Davos execs, economists weigh in on potential Fed rate cuts
The market is still optimistic about the Federal Reserve cutting rate this year, possibly as many as six times, but with March quickly approaching, many are not so sure it will happen so quickly.
Yahoo Finance’s Julie Hyman and Brian Sozzi sit down with executives and economists at the World Economic Forum in Davos, Switzerland, while Madison Mills and Josh Lipton weigh in from the Yahoo Finance New York studio.
Some executives are in the early-March, six-rate-cut camp, namely Anne Walsh of Guggenheim Partners Investment Management. Walsh sees the early March deadline as the outcome, but admits this is “more aggressive now that a lot of the market peers are leaving.”
Kenneth Rogoff, former IMF Chief Economist, suggests the uncertainty surrounding factors for a rate cut remain unclear—even to the Fed. “I think the Fed just doesn’t know what it’s looking for.”
“Ultimately the driver of rate cuts, in my view, is what happens to inflation,” states Jan Hatzius, Goldman Sachs Chief Economist, who suggests this is what will determine the pace and amount of rate cuts.
It's all part of Yahoo Finance's exclusive coverage from the World Economic Forum, where our team is speaking to top decision-makers as well as preeminent leaders in business, finance, and politics about the world’s most pressing issues and priorities for the coming year.
Watch this full episode of Yahoo Finance Live here.
Editor's note: This article was written by Eyek Ntekim
Video Transcript
MADISON MILLS: Despite calls from-- for caution from policymakers, US investors still betting on six rate cuts in 2024. But are business leaders just as optimistic? Yahoo Finance's executive editor Brian Sozzi and our own Julie Hyman spoke with folks on the ground in Davos, Switzerland, at the World Economic Forum on their rate expectations in the year ahead. Here's what they had to say.

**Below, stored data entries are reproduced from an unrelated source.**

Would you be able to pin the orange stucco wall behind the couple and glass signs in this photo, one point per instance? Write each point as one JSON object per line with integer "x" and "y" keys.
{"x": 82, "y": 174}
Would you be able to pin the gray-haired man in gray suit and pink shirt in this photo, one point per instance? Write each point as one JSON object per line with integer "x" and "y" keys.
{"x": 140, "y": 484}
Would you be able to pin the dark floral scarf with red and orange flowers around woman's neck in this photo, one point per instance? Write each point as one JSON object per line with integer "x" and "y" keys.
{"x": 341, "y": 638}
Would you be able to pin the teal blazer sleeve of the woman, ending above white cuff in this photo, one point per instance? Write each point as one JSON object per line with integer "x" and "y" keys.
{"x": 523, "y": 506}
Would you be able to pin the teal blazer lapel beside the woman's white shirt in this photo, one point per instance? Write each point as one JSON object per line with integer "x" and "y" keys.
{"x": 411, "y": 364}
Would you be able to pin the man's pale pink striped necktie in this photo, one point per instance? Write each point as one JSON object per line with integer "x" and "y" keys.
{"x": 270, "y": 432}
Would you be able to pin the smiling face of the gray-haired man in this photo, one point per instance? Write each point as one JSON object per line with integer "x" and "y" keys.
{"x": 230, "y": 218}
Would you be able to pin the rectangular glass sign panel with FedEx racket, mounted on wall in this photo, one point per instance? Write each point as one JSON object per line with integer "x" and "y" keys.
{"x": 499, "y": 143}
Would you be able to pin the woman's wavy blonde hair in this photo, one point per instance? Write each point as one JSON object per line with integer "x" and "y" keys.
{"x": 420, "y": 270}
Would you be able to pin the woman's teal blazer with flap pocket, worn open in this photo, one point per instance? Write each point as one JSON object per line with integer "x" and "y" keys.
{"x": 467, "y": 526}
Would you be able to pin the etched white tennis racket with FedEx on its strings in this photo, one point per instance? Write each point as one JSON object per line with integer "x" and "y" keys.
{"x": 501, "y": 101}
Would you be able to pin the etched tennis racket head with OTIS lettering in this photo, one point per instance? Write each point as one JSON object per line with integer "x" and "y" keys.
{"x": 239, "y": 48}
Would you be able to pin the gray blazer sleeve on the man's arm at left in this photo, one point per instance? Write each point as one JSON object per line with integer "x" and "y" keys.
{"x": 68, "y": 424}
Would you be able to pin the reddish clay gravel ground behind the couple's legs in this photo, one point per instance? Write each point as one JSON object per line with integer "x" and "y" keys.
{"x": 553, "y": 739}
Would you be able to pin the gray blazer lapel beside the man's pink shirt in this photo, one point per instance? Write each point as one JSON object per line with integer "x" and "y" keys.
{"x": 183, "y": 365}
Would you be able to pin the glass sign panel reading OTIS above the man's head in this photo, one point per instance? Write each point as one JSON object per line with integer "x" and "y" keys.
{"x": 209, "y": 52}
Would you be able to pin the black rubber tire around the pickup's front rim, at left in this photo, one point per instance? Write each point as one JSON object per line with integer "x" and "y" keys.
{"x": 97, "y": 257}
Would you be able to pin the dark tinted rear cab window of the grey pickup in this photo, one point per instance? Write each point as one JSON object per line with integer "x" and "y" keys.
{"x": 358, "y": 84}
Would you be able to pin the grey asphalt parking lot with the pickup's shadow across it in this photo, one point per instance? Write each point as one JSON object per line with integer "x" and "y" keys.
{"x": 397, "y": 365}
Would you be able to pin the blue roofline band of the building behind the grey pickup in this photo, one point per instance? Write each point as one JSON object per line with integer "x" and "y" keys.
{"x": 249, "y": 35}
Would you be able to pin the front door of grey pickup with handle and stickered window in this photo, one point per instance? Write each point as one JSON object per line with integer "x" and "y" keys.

BRIAN MOYNIHAN: Our team has four cuts next year and four cuts in '25. And so that gets you down in the 3, 3 and quarter, 3%-3.5% range. So that will feel quick. But it's less the pace. It's where it stops out.
ROBIN VINCE: Now it's our house view that we will see rate cuts this year, maybe a little less than what the market's expecting right now and maybe a little later as well. But we'll have to see.
BRIAN SOZZI: Are you in the camp of six rate cuts this year?
ANNE WALSH: Yes, we are. And we're in the camp that they begin in March, which is more aggressive now than it seems like a lot of the market peers are believing.
KENNETH ROGOFF: I think we have a soft landing, maybe we'll get three cuts, something like that. I think the Fed just doesn't know what it's looking for.
JAN HATZIUS: Ultimately, the driver of rate cuts, in my view, is what happens to inflation. And the disinflationary trend cutting through the monthly ups and downs, that's still very much intact.
MADISON MILLS: It's very much intact, but those ups and downs that he mentioned are what's driving the markets, at least from my perspective. Josh, I want to look at the VIX, because while I was at the Stock Exchange this morning, the VIX are passing 15 for the first time since November, hitting 16 at one point.
And this is the fear gauge on Wall Street, right? So this tells us that there's a little bit of that concern potentially coming in, questions about what the Fed is going to do next. Also, today, the Atlanta Fed's index of business inflation expectations, that survey coming out, showing that businesses expecting inflation to decrease significantly over the coming year to 2.2% on average.
After that, we saw the two-year yield hitting just over 4.3% and then record highs for the dollar as well. And I point that out because that doesn't make sense. If we're seeing disinflation, if we're hearing the 2% number that the Fed wants to hear, then we shouldn't be seeing investors flock to safety in the dollar and in bonds. So it just paints to this broader picture of confusion. That's probably what is leading to a little bit of that movement in volatility in the options market
JOSH LIPTON: Yeah. I thought Jan Hatzius over at Goldman-- and congrats to Julie Hyman and Brian Sozzi for bringing us so many heavy hitters from Davos. But Jan Hatzius basically saying, listen, it just-- he's basing it based on where he thinks the trajectory of inflation, what does that look like in. 2024 and you've heard any number of our central bankers come out and say, listen, they like the trajectory, they like where it's going, it is moving in the right direction. But it's still got to get back to that Fed's 2% target.
And importantly, the sustainability there. That's the key word. Not just getting it back to target, but then maintaining it. And how tough is that last leg going to be-- a big question, especially as you see, you know, geopolitics at the Red Sea, any kind of upside risks that can cause to inflation. You have to imagine that's what is keeping Jay Powell up at night is that risk of inflation rebounding in 2024.
MADISON MILLS: And the data as he likes to say, right? We got to wait for the data. We heard Waller reiterating that. So we await the data as well, Josh.